The laugh that leaves me sounds rusty and pulls at muscles in my gut I haven’t used in too long to remember. “You had to dangle the contract.”
“It’s why I’m here.”
I look over my shoulder, lock my eyes on hers. “Is that the only reason you’re here?”
“Yes. No.” Blake sighs, her gaze moving out to the driveway. “It’s a see-saw of both. I’m here in my professional capacity as assistant coach and co-owner of the Rogues, and I’m here because I’m your friend. I love you. Neither of those were shut off because you shut an invisible door in my face.”
“You can’t say you love me. I’ve done everything to prove I’m not worthy of that.”
“You don’t get it, Branton. You don’t get to decide if you’re worthy of someone else’s love or friendship or affection or whatever. They do.”
She doesn’t let me argue. Spins so fast she slips and bumps the edge of the doorframe with her shoulder as she rushes back inside.

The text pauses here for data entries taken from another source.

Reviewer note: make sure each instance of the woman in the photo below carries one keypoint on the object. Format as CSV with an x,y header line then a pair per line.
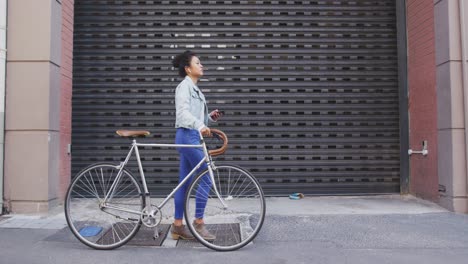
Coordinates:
x,y
191,118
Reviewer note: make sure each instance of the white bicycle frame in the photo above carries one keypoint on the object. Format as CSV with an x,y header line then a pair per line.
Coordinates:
x,y
206,159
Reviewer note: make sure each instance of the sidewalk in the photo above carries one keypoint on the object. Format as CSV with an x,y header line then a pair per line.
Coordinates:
x,y
327,205
375,229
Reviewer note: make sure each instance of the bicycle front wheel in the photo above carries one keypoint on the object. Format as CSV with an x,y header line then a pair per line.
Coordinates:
x,y
238,221
104,225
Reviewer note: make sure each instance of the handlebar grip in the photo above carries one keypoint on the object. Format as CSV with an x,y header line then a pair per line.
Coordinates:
x,y
216,133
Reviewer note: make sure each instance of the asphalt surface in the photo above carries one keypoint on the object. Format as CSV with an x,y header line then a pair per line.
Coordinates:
x,y
402,230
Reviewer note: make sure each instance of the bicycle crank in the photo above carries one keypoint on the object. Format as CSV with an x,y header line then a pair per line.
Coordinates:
x,y
151,216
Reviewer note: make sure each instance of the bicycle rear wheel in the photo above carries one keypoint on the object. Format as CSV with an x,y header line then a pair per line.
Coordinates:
x,y
236,225
99,225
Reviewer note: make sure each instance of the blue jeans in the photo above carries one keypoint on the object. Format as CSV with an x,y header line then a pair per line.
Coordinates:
x,y
189,158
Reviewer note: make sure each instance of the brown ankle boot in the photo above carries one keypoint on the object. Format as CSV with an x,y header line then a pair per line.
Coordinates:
x,y
181,232
201,229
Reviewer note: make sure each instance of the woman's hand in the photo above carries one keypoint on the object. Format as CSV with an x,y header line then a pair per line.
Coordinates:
x,y
215,115
205,131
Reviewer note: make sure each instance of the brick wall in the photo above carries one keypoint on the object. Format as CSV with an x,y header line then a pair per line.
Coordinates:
x,y
422,97
66,94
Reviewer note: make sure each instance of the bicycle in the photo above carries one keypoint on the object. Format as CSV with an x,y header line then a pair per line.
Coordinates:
x,y
105,205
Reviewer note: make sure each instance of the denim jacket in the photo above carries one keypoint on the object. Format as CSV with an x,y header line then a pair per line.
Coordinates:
x,y
191,108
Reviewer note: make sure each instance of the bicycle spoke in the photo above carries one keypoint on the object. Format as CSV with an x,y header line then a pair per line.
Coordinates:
x,y
243,197
93,223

Except she didn’t turn fast enough for me to miss the sadness, the disappointment, in her eyes. And that guts me as deeply as the moment I decided to cut her from my life years ago.
Celeste had demanded I break off a number of previous connections. And while I’d done it, I hadn’t done it for her. Although I won’t deny it had given me a level of peace to let her believe I’d complied. What I’d really done was protect the people who meant the most to me from the venom my wife—the mother of my child—seemed to splash in every direction.
The only thing I’d succeeded in doing was hurting everyone I cared about.
Something I continue to do every day I spend hiding out here.
Because Blake is right.
I am hiding out.
I can’t bring myself to face the people I disappointed and hurt in my efforts not to.
I should never have kept them in the dark. Should have reached out the second Celeste had shown me that positive pregnancy test and said the baby was mine.